Children aged 12-13 must appear before a military court judge within 24 hours after their arrest, while the period is 48 hours for children aged 14-15. Military Order 1711 does not alter the period for children aged 16-17, which remains 96 hours, the same time period applied to adult detainees. In all instances, this time period can be extended for additional 24, 48 or 96 hours for interrogation purposes.
“While this is a positive change, the widespread mistreatment of Palestinian children overwhelmingly occurs within the first 48 hours after an arrest,” said Ayed Abu Eqtaish, Accountability Program director at DCI-Palestine. “These reduced time periods will have no practical impact on ending systematic ill-treatment.”
DCI-Palestine evidence shows that within the first 48 hours after arrest, Palestinian children often suffer some form of physical violence and are interrogated without being informed of their right to silence and without the presence of an attorney or family member, rights Israeli children enjoy. Additional action must be taken to address the widespread and systematic ill-treatment that occurs during the arrest, transfer and interrogation of Palestinian children by the Israeli military before they ever appear in a military court.

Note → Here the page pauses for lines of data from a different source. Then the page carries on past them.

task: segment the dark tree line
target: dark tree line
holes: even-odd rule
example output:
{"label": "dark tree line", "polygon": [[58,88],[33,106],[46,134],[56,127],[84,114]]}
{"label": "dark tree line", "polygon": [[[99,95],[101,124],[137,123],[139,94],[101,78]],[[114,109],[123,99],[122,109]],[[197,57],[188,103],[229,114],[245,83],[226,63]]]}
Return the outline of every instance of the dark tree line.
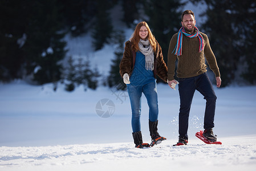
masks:
{"label": "dark tree line", "polygon": [[[202,25],[209,35],[212,48],[221,71],[222,86],[236,76],[256,83],[256,2],[253,0],[195,0],[205,2]],[[237,70],[242,66],[242,74]]]}
{"label": "dark tree line", "polygon": [[[200,30],[209,36],[223,85],[231,83],[239,66],[243,64],[241,76],[256,83],[255,1],[192,2],[204,2],[207,5],[201,14],[207,19]],[[134,28],[135,20],[148,22],[167,62],[170,39],[181,26],[184,4],[180,1],[36,0],[32,3],[29,0],[0,0],[0,80],[30,78],[38,84],[44,84],[66,79],[69,82],[67,89],[72,89],[72,85],[78,85],[80,81],[71,83],[71,80],[67,79],[71,76],[67,76],[68,71],[61,64],[67,52],[63,38],[67,33],[78,36],[90,31],[95,51],[109,43],[119,47],[114,54],[108,85],[111,87],[119,83],[121,78],[117,71],[122,48],[127,40],[122,39],[113,28],[110,10],[117,3],[122,7],[123,21],[127,27]],[[78,67],[70,62],[70,67]],[[90,66],[88,62],[87,59],[79,62]],[[95,68],[86,68],[82,70],[84,74],[88,73],[85,75],[95,76],[87,76],[82,83],[95,88],[99,74],[93,71]],[[92,81],[88,81],[90,79]]]}

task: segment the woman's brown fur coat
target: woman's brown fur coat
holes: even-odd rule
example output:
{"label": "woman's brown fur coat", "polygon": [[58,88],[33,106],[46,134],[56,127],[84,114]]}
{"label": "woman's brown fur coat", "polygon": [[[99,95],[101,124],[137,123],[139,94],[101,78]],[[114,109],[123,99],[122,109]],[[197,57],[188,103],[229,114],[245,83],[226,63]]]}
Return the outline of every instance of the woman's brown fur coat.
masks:
{"label": "woman's brown fur coat", "polygon": [[[162,50],[157,42],[156,50],[154,52],[154,76],[156,78],[157,75],[165,82],[167,82],[167,67],[164,61]],[[125,42],[124,52],[123,59],[119,65],[120,74],[123,78],[124,74],[127,73],[131,76],[133,70],[136,58],[136,52],[132,50],[131,43],[129,40]]]}

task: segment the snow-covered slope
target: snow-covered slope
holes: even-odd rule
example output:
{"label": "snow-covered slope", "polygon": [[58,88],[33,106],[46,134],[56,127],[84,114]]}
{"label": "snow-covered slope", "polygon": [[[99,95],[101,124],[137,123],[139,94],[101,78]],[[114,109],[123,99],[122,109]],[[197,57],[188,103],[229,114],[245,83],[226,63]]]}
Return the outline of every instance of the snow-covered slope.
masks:
{"label": "snow-covered slope", "polygon": [[131,142],[0,147],[1,170],[255,170],[256,136],[222,138],[223,145],[165,141],[136,149]]}

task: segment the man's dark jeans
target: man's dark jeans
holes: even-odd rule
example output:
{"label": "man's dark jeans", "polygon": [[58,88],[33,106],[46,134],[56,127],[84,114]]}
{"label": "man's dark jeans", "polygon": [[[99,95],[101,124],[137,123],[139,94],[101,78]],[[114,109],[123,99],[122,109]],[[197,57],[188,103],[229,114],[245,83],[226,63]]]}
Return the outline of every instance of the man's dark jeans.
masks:
{"label": "man's dark jeans", "polygon": [[204,96],[204,99],[206,100],[204,129],[214,127],[214,120],[217,97],[206,72],[192,78],[180,78],[179,82],[178,91],[180,100],[179,137],[188,140],[189,112],[196,89]]}

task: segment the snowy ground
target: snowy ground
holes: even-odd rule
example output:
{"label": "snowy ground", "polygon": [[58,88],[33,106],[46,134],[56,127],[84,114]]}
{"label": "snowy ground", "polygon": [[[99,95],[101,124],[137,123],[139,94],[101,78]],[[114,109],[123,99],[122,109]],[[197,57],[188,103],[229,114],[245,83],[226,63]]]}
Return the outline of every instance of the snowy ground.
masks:
{"label": "snowy ground", "polygon": [[[255,86],[216,89],[214,132],[222,145],[206,145],[194,136],[202,129],[205,103],[196,93],[188,145],[173,147],[178,93],[158,85],[159,131],[168,140],[143,149],[133,147],[126,92],[101,87],[87,92],[80,87],[70,93],[61,86],[56,92],[52,88],[19,81],[0,84],[0,170],[255,170]],[[103,99],[115,105],[108,118],[96,113],[96,104]],[[148,109],[145,97],[142,101],[142,132],[149,142]],[[107,111],[105,107],[102,110]]]}
{"label": "snowy ground", "polygon": [[[189,4],[185,8],[202,10]],[[200,22],[197,19],[197,24]],[[116,25],[123,28],[123,23]],[[125,30],[128,40],[132,30]],[[66,38],[67,56],[88,56],[92,68],[108,74],[115,46],[93,52],[90,36]],[[173,146],[178,140],[178,92],[166,84],[158,85],[159,132],[167,140],[143,149],[134,148],[127,92],[102,86],[86,92],[80,87],[67,92],[62,85],[56,92],[52,89],[51,84],[0,83],[1,171],[255,170],[256,86],[215,89],[218,99],[213,131],[222,145],[207,145],[195,137],[203,128],[205,105],[196,92],[189,144]],[[100,108],[100,102],[105,101],[112,103]],[[109,117],[97,115],[107,111]],[[148,121],[143,97],[141,129],[144,142],[150,142]]]}

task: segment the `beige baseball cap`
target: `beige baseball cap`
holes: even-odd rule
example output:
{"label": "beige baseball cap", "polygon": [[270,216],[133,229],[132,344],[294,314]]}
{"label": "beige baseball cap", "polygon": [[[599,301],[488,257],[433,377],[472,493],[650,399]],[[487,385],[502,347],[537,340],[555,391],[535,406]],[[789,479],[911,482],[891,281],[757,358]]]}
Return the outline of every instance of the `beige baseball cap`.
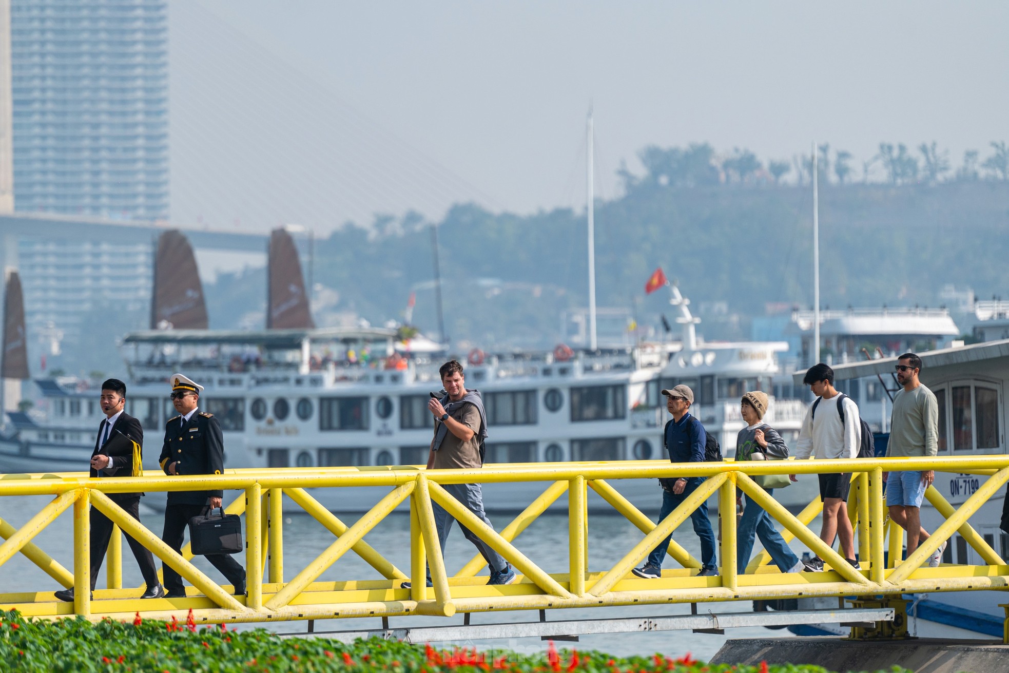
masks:
{"label": "beige baseball cap", "polygon": [[693,404],[693,390],[690,389],[689,385],[684,385],[683,383],[674,385],[671,390],[663,390],[662,395],[668,398],[683,398],[691,405]]}

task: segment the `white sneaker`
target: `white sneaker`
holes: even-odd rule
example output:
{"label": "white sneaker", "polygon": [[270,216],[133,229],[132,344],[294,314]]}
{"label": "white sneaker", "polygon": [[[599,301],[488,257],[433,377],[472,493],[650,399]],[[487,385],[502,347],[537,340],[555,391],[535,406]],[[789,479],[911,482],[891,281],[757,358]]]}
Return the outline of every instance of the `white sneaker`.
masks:
{"label": "white sneaker", "polygon": [[941,545],[939,545],[939,548],[936,549],[935,552],[931,556],[928,557],[928,567],[929,568],[937,568],[937,567],[939,567],[939,563],[942,562],[942,552],[945,551],[945,546],[946,546],[947,543],[948,543],[948,540],[946,542],[943,542]]}

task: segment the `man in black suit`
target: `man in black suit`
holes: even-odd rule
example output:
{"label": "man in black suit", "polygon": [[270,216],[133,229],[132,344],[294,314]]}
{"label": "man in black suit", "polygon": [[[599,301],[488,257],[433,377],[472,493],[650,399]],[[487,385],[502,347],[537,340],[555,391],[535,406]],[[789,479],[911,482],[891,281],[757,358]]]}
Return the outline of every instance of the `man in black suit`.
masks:
{"label": "man in black suit", "polygon": [[[157,459],[164,473],[172,475],[220,474],[224,470],[224,437],[213,414],[198,410],[203,386],[182,374],[172,376],[172,404],[180,416],[169,420],[164,445]],[[209,506],[221,507],[223,490],[170,490],[164,510],[161,541],[177,552],[182,551],[189,520],[200,516]],[[235,587],[235,595],[245,593],[245,570],[228,554],[208,554],[207,560],[221,571]],[[161,564],[165,594],[185,598],[182,576],[167,564]]]}
{"label": "man in black suit", "polygon": [[[133,474],[133,456],[109,455],[115,442],[132,440],[138,445],[143,444],[143,427],[140,422],[123,411],[126,405],[126,383],[118,378],[110,378],[102,383],[102,397],[99,400],[106,419],[98,427],[98,438],[95,440],[95,450],[91,453],[91,476],[116,477],[138,476]],[[132,446],[132,444],[130,444]],[[109,499],[126,511],[126,514],[140,521],[140,495],[142,493],[109,493]],[[91,590],[95,590],[98,581],[98,571],[105,558],[105,550],[109,548],[112,538],[113,523],[96,508],[91,508]],[[160,598],[164,589],[157,581],[157,569],[154,567],[154,557],[150,550],[139,542],[126,536],[129,548],[136,557],[137,565],[143,579],[147,582],[147,590],[141,598]],[[74,589],[64,589],[55,592],[57,598],[72,602]]]}

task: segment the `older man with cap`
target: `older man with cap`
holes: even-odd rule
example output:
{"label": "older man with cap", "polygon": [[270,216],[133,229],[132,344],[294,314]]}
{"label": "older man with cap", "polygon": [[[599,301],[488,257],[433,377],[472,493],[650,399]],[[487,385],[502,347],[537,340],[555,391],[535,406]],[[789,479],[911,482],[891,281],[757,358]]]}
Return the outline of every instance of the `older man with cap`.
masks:
{"label": "older man with cap", "polygon": [[[663,390],[666,396],[666,409],[673,415],[672,420],[666,423],[665,445],[669,452],[669,460],[674,463],[702,463],[704,462],[704,445],[707,443],[707,434],[700,421],[690,415],[690,405],[693,404],[693,390],[682,383],[671,390]],[[672,514],[673,510],[680,506],[686,497],[692,493],[703,481],[704,477],[680,477],[678,479],[660,479],[662,483],[662,510],[659,513],[659,523]],[[717,575],[718,565],[715,558],[714,530],[711,522],[707,518],[707,502],[701,502],[700,507],[690,515],[690,521],[694,527],[694,533],[700,538],[701,569],[699,576]],[[635,568],[634,574],[639,577],[653,578],[662,576],[662,560],[666,556],[669,548],[669,541],[672,535],[659,543],[651,554],[648,562],[641,568]]]}
{"label": "older man with cap", "polygon": [[[199,411],[203,386],[182,374],[172,376],[172,404],[179,416],[164,428],[164,444],[158,463],[170,476],[220,474],[224,470],[224,441],[221,426],[213,414]],[[182,553],[186,526],[206,508],[221,507],[222,490],[170,490],[164,510],[161,541]],[[209,554],[207,560],[234,586],[235,595],[245,593],[245,570],[227,554]],[[183,578],[166,563],[162,564],[165,594],[169,598],[186,597]]]}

More favorable time limits exist under Israeli civilian law, which is applied to Israeli children living in illegal Israeli settlement in the West Bank. An Israeli child below the age of 14 must be brought before a civilian judge within 12 hours of arrest. This increases to 24 hours in the case of older Israeli children. Under international law, no state is entitled to discriminate between people it exercises penal jurisdiction over on the basis of their race or nationality.
Since 1967, Palestinian children in the Occupied Palestinian Territory have been living under Israeli military law and prosecuted in military courts. Israel is the only country in the world that systematically prosecutes children in military courts. Palestinian children, some as young as 12 years old, are detained, interrogated and imprisoned within the Israeli military detention system.